Making the situation even more alarming is the fact that state high school students have been easily passing the graduation exam — the rates in 2010-11, according to the state Department of Education, were 98 percent for biology, 95 percent for mathematics, 94 percent for reading, 91 percent for language and 88 percent for social studies.

Those are the kind of numbers people usually celebrate in education, but for whatever reason, they certainly aren’t translating to post-secondary success at the level Alabamians should expect.

Education officials say part of the problem is Alabama’s colleges and universities have different standards. Acceptable work at one institution might put you in a remedial class at another.

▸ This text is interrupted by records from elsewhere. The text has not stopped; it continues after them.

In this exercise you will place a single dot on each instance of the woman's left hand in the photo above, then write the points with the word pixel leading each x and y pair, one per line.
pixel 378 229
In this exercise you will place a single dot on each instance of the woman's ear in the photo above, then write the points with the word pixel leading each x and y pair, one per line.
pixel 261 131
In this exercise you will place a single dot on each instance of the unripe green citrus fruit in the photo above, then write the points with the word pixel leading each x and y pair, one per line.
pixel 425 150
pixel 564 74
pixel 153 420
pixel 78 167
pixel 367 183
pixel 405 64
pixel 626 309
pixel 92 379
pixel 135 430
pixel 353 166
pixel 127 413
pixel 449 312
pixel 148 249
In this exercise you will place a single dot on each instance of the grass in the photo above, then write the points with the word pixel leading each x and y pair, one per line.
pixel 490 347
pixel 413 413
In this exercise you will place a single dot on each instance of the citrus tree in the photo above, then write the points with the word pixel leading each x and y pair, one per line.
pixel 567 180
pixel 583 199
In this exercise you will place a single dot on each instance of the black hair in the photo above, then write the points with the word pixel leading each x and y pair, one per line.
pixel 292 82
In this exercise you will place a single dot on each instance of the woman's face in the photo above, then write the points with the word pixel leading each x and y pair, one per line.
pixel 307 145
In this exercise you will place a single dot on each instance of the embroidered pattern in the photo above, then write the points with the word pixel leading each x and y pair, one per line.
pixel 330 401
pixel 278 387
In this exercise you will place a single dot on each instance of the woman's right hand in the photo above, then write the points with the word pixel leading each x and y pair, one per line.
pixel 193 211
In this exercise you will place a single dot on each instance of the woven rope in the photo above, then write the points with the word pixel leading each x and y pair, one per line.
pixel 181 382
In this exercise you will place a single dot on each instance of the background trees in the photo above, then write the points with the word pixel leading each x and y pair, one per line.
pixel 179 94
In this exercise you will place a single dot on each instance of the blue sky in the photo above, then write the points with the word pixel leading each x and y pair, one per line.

There’s a push to develop a standardized method for determining which students need remedial work, or to quantify what each college wants so students will know what’s expected of them when they register for classes.

Either option would give Alabama’s high schools an idea of what graduating seniors should know when they receive their diplomas — a standard that’s needed.

Everyone isn’t college material, which is why we’ve been consistently supportive of career technology programs (although many of them contain academic requirements). Some still hate to see so much emphasis placed on testing (although we’ve yet to see a better alternative for measuring academic progress). All the burden can’t be placed on school systems, schools and teachers, because students can’t be properly educated unless they’re receptive to instruction.

We just think more than two-thirds of those coming out of a college preparatory track in high school should be able to do basic college work, without touch-ups.